The Ksp of Zn(OH)2 is 1.8 * 10^-14. Find Ecell for the half-reaction: Zn(OH)2(s) + 2 e- ⇌ Zn(s) + 2 OH-(aq)

Accepted Answer

Identify the half-reaction given: $ \text{Zn(OH)}_2(s) + 2e^- \rightleftharpoons \text{Zn}(s) + 2\text{OH}^-(aq) $.. Use the Nernst equation to find the cell potential: $ E_{cell} = E^\circ_{cell} - \frac{RT}{nF} \ln Q $, where $ Q $ is the reaction quotient.. Determine $ E^\circ_{cell} $ using the standard reduction potentials.
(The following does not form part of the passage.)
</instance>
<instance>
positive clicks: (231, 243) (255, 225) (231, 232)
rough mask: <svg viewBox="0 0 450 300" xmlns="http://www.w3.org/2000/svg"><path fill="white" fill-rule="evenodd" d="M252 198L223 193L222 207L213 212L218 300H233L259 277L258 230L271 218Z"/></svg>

For the reaction $ \text{Zn}^{2+} + 2e^- \rightarrow \text{Zn}(s) $, find $ E^\circ $ from a standard reduction potential table.. Calculate the reaction quotient $ Q $ using the expression $ Q = \frac{[\text{OH}^-]^2}{1} $ since $ \text{Zn(OH)}_2 $ and $ \text{Zn} $ are solids and do not appear in the expression.. Substitute the values into the Nernst equation to solve for $ E_{cell} $. Remember to use $ n = 2 $ for the number of electrons transferred and the given $ K_{sp} $ to find $ [\text{OH}^-] $.